A cookiecutter template for Python data science projects
Pre-requisite
You need to have the cli cookiecutter
available in your Python environment.
Please see its installation instructions
here.
Usage
To generate a directory structure for a new data science project, you can run the following commands in your Python environment.
cookiecutter https://github.com/aws-samples/python-data-science-template
Alternatively, you can also clone this repository to use a local template:
# Clone to a local repository in the current directory.
git clone https://github.com/aws-samples/python-data-science-template.git
# The above command creates python-data-science-template/ in the current dir.

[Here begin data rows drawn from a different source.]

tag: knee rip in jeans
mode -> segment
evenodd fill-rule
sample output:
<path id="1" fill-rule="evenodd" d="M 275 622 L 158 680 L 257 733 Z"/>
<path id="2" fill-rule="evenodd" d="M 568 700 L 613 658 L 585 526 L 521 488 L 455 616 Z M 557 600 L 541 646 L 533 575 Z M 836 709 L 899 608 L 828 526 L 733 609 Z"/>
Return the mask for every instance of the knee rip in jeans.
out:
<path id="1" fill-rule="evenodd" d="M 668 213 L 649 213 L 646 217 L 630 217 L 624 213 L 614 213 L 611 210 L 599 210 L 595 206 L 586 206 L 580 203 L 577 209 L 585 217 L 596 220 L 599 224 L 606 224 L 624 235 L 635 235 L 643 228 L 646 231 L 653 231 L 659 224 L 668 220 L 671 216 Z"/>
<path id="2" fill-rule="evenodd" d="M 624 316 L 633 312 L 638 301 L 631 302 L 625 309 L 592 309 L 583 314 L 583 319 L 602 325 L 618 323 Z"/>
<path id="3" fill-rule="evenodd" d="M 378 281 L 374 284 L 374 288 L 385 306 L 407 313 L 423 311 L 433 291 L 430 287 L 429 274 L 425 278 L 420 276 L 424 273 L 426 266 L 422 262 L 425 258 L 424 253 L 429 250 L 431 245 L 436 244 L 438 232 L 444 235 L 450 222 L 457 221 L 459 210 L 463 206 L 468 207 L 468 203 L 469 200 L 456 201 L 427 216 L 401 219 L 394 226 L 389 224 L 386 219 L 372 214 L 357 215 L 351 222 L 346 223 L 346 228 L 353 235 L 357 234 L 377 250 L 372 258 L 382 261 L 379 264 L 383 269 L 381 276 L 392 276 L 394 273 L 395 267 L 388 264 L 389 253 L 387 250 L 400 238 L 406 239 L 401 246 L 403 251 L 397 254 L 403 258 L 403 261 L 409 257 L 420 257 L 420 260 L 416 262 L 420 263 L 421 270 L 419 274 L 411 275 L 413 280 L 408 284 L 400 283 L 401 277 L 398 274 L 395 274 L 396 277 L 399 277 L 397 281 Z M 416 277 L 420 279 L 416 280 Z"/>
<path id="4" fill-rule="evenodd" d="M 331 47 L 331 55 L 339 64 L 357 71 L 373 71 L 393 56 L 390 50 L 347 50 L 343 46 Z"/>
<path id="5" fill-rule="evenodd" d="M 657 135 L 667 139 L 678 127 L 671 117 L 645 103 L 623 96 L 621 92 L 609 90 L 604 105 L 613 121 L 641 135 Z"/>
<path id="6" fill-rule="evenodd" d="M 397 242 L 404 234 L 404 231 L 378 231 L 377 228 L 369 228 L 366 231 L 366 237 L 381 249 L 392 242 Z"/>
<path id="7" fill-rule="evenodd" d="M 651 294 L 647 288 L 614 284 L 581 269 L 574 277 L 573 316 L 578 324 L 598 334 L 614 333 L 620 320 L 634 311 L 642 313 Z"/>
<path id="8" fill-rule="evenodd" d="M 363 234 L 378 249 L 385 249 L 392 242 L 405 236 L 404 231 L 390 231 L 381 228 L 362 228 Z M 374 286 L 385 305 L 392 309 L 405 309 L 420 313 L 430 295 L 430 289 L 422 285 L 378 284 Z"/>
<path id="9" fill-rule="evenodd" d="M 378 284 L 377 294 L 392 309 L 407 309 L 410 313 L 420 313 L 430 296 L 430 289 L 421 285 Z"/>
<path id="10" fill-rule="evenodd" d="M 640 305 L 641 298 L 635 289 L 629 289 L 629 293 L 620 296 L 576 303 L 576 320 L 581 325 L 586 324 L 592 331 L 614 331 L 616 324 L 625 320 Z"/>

# Use the local repo to generate project structure
cookiecutter python-data-science-template
Project Structure
By using this template, your data science project is auto-generated as follows:
.
|-- bin/
|-- notebooks # A directory to place all notebooks files.
| |-- *.ipynb
| `-- my_nb_path.py # Imported by *.ipynb to treat src/ as PYTHONPATH
|-- requirements/
|-- src
| |-- my_custom_module # Your custom module
| |-- my_nb_color.py # Imported by *.ipynb to colorize their outputs
| `-- source_dir # Additional codes such as SageMaker source dir
|-- tests/ # Unit tests
|-- MANIFEST.in # Required by setup.py (if module name specified)
|-- setup.py # To pip install your Python module (if module name specified)
# These sample configuration files are auto-generated too:
|-- .editorconfig # Sample editor config (for IDE / editor that supports this)
|-- .gitattributes # Sample .gitattributes
|-- .gitleaks.toml # Sample Gitleaks config (if pre_commit is advanced)
|-- .gitignore # Sample .gitignore
|-- .pre-commit-config.yaml # Sample precommit hooks
|-- LICENSE # Boilperplate (auto-generated)
|-- README.md # Template for you to customize
|-- pyproject.toml # Sample configurations for Python toolchains
`-- tox.ini # Sample configurations for Python toolchains
This structure has been used in a few other places as well, e.g.,
aws-samples/sagemaker-rl-energy-storage-system
and aws-samples/amazon-sagemaker-gluonts-entrypoint.
Feel free to look at those repositories and observe the project structure
documented in their README.md
.
Related Projects
Ready to start your new data science project on AWS? If so, you may want to check on these related samples.
-
Do you like to work on EC2 instances? Then why don't you check out these simple template to setup basic Vim, Tmux, Zsh for the Deep Learning AMI Amazon Linux 2 for data scientsts.
-
Do you like to work on SageMaker classic notebook instances? Then why don't you check out the one-liner customization command that quickly applies common tweaks on a fresh (i.e., newly created or rebooted) SageMaker classic notebook instance, to make the notebook instance a little bit more ergonomic for prolonged usage.
-
Are you loooking for a quickstart to accelerate the delivery of custom ML solutions to production, without having to make too many design choices? Then why don't you check out the ML Max repo which includes templates for four pillars: training pipeline, inference pipeline, development environment and data management/ETL.
-
Are you tired of repeatedly writing the same boilerplate codes for common, tactical data science tasks? Then why don't you check on the SageMaker meta-entrypoint utilities, and the smallmatter library.
Security
See CONTRIBUTING for more information.
License
This library is licensed under the MIT-0 License. See the LICENSE file.